Olivia shuffled awkwardly in the snow, wiping snowflakes from her face every so often. Her eyes darted from child to child - watching as each one effortlessly ran around the adults. They seemed to know exactly where they needed to be and when.

"We haven't decorated the tree yet. We waited for you." Athena came up beside her mother, arms crossed.

"That's sweet, Ath."

"Yeah. Seph wanted to do it with you."


"I am still freezing," Olivia complained, wrapping her hands around the warm, thick mug of hot cocoa.

"I could have carried everything in by myself."

"There was a lot." Olivia sat the mug on the coffee table to her side. She reached blindly for the scissors she had placed on the floor.

"Are you sure you don't want any help wrapping?"

"You? Wrap?" Olivia laughed, reaching for a roll of wrapping paper.

"It's not as good as yours, but I've learned a thing or two." Fitz shrugged, easing his butt onto the floor across from Olivia. Crossing his legs, he cradled his own hot cocoa between his hands.

"I've got it, Fitz."

"The kids like having you here," Fitz broke the silence some moments later as Olivia shoved a wrapped present to the side, smacking her hands together and watching the silver-gold glitter fly.

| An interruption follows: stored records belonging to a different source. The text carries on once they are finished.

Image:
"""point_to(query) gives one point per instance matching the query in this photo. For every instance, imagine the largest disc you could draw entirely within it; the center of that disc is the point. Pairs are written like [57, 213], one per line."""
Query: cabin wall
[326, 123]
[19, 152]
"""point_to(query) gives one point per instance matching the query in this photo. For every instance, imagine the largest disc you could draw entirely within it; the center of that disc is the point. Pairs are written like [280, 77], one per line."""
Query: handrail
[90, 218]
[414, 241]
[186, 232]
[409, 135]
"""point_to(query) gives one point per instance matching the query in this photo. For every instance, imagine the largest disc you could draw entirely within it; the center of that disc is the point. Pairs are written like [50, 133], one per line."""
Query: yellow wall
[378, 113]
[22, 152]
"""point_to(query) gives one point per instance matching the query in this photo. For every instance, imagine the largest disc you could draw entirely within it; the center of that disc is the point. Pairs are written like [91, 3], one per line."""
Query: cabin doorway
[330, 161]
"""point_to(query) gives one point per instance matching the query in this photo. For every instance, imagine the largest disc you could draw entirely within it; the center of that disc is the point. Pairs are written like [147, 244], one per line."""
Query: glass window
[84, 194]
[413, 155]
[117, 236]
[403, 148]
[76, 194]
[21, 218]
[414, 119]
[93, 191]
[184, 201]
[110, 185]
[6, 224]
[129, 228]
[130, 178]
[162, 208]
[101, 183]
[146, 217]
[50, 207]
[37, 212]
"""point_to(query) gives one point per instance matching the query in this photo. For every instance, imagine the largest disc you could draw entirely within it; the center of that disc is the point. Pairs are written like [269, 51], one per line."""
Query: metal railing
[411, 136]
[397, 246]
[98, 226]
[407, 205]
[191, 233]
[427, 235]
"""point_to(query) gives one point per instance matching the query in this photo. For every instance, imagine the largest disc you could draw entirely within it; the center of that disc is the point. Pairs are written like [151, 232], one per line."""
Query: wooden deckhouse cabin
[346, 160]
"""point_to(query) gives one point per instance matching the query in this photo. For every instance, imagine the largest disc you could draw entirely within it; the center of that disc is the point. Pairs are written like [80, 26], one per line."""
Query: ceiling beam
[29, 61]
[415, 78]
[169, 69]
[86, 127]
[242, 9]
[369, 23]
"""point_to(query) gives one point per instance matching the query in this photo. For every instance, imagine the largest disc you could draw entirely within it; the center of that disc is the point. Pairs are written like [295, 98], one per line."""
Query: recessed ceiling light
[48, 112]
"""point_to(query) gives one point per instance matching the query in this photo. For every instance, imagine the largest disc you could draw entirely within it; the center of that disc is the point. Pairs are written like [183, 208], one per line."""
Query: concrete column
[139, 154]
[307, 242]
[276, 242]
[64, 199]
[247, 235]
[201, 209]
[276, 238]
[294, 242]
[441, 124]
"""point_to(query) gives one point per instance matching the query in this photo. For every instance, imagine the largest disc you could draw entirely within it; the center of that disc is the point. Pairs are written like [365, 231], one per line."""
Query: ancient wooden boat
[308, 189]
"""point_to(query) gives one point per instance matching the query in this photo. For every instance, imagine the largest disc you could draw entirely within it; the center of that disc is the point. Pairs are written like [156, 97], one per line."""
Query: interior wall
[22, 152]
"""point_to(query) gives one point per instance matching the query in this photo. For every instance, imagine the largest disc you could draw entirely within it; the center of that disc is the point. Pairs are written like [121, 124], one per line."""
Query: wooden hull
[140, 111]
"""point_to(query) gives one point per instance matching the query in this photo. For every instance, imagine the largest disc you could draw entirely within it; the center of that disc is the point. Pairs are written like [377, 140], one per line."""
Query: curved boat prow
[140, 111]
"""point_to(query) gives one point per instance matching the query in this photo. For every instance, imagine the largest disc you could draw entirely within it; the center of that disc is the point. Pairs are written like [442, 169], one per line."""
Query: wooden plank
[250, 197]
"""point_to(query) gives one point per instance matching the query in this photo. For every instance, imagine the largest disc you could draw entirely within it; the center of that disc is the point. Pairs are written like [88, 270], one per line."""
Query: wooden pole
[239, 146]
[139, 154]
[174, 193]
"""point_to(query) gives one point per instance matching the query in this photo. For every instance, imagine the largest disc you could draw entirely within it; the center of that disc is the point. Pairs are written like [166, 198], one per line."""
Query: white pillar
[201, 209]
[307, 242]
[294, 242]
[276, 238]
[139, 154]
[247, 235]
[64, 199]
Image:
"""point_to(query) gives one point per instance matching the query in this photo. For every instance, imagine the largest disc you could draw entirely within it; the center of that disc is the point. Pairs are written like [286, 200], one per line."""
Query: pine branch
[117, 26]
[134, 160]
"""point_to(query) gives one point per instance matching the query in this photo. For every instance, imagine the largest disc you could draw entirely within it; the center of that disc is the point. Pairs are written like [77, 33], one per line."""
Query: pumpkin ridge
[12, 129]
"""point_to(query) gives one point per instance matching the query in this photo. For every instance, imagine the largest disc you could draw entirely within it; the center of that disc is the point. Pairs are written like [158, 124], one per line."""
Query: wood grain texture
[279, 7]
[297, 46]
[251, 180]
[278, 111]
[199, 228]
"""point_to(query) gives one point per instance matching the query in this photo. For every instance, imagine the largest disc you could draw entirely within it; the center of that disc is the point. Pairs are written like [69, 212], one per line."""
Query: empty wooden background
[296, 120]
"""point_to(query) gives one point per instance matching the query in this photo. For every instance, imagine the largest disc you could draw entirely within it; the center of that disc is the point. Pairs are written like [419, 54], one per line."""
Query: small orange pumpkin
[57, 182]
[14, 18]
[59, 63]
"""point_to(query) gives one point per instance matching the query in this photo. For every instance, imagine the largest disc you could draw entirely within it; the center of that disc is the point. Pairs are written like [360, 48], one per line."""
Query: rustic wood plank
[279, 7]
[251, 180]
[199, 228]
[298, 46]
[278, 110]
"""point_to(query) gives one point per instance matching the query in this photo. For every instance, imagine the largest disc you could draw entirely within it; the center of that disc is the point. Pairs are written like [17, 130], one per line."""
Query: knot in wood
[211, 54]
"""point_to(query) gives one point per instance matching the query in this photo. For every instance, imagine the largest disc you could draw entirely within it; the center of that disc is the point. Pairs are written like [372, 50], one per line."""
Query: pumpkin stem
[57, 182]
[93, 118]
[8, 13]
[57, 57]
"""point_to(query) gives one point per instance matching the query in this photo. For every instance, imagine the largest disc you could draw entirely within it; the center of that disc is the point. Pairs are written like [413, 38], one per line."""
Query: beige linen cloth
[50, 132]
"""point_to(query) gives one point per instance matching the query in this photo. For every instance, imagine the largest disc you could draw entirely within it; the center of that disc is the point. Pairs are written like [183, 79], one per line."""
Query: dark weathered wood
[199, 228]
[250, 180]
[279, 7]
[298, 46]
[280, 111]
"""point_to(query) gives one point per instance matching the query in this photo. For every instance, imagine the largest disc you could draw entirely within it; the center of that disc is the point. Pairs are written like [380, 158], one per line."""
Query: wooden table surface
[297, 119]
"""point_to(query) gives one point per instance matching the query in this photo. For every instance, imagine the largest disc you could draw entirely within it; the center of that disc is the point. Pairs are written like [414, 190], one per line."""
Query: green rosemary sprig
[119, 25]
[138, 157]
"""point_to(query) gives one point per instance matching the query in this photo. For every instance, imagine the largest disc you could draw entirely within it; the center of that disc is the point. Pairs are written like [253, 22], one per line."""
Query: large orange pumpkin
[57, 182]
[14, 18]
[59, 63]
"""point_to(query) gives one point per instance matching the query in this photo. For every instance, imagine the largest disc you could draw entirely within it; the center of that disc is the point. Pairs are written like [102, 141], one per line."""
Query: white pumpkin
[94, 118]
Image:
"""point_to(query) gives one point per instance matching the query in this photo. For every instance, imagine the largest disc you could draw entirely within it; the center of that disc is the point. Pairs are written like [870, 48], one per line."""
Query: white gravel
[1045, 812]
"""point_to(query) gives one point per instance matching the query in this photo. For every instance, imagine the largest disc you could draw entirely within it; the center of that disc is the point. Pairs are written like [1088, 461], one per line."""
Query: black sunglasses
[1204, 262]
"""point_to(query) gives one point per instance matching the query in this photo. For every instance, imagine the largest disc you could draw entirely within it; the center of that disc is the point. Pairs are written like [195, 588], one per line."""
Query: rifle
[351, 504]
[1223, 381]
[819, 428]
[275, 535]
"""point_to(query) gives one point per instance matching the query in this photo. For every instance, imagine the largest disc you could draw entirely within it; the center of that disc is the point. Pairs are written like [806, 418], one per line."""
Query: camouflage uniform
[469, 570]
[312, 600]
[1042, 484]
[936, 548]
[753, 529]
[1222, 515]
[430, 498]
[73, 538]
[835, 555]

"This wrapping paper was a terrible idea. I look like I got into a fight with a stripper."

"Seph likes glitter," Fitz laughed, shaking his head at the amount of glitter that was flying. He could imagine weeks of vacuuming before all of that glitter would be gone.

"I like seeing the kids more often."

They fell into a comfortable silence. Fitz disappeared for a few minutes to take their empty mugs to the kitchen.

"I haven't seen Tiffani lately," Olivia remarked when Fitz returned, his knee cracking as he settled back onto the floor. She grimaced at the sound - football had been hard on his body.

"We...decided that this isn't what we wanted."

"Is it because of me? I would have -"

"Liv, it wasn't because of you. I made choices for my kids because, as always, they come first. She didn't understand that and I can't be with someone who isn't okay with me putting them first."

"I wish I would have...could have...damnit I don't even know how to say this without sounding like a heartless bitch. I also don't know why I'm concerned about that because you already think that about me." Olivia shook her head, roughly tearing a piece of tape and angirly attaching it to the wrapping paper on the box before her.

"Liv -"

"Heartless bitch. Soulless whore. Don't try to deny it. You definitely said those things. And they were definitely true."

"I was very angry. And hurt," Fitz sighed, leaning back on his hands and watching as Olivia furiously continued wrapping, "You were the love of my life and I didn't think I would recover from what happened. I didn't understand how that could have happened and with Jake of all people. You threw away our family."

"That's fair." Olivia bit her lip, pushing yet another finished present away. Fitz shoved off the floor, silently transferring Olivia's small pile of gifts to under the Christmas tree.

"Are you almost finished?"

"Almost," she answered.

"I'm going to head to bed, then. Seph and Lio will be up bright and early."

"They love Christmas."

"Goodnight, Liv."

"Fitz?" She waited for him to stop, turning at the end of the staircase to look back at her. Head still lowered as she focused on Athena's last present, Olivia said, "You never asked why I did it."

"Honestly, Liv, it wouldn't have mattered."


A/N - I thought hard about not writing anymore. It had absolutely nothing to do with guest reviews and everything to do with me crashing. Hard. In the end, though, I love writing too much and I just had to trust my gut that all of you would understand my need to step back for a few weeks while I recharged.

Liv made some heavy revelations in therapy and, despite Jerry's efforts to include her, she obviously still feels a bit like an outsider. I think it was important that she and Fitz have this heart-to-heart as well. It's clearly not over. This conversation barely touched on their problems, but they're getting there. This isn't a fast 'reveal everything and fix it'. There are a lot of pieces and feelings involved and that just isn't realistic. Christmas is over, though, and who knows what New Year's will bring for these two and this broken family?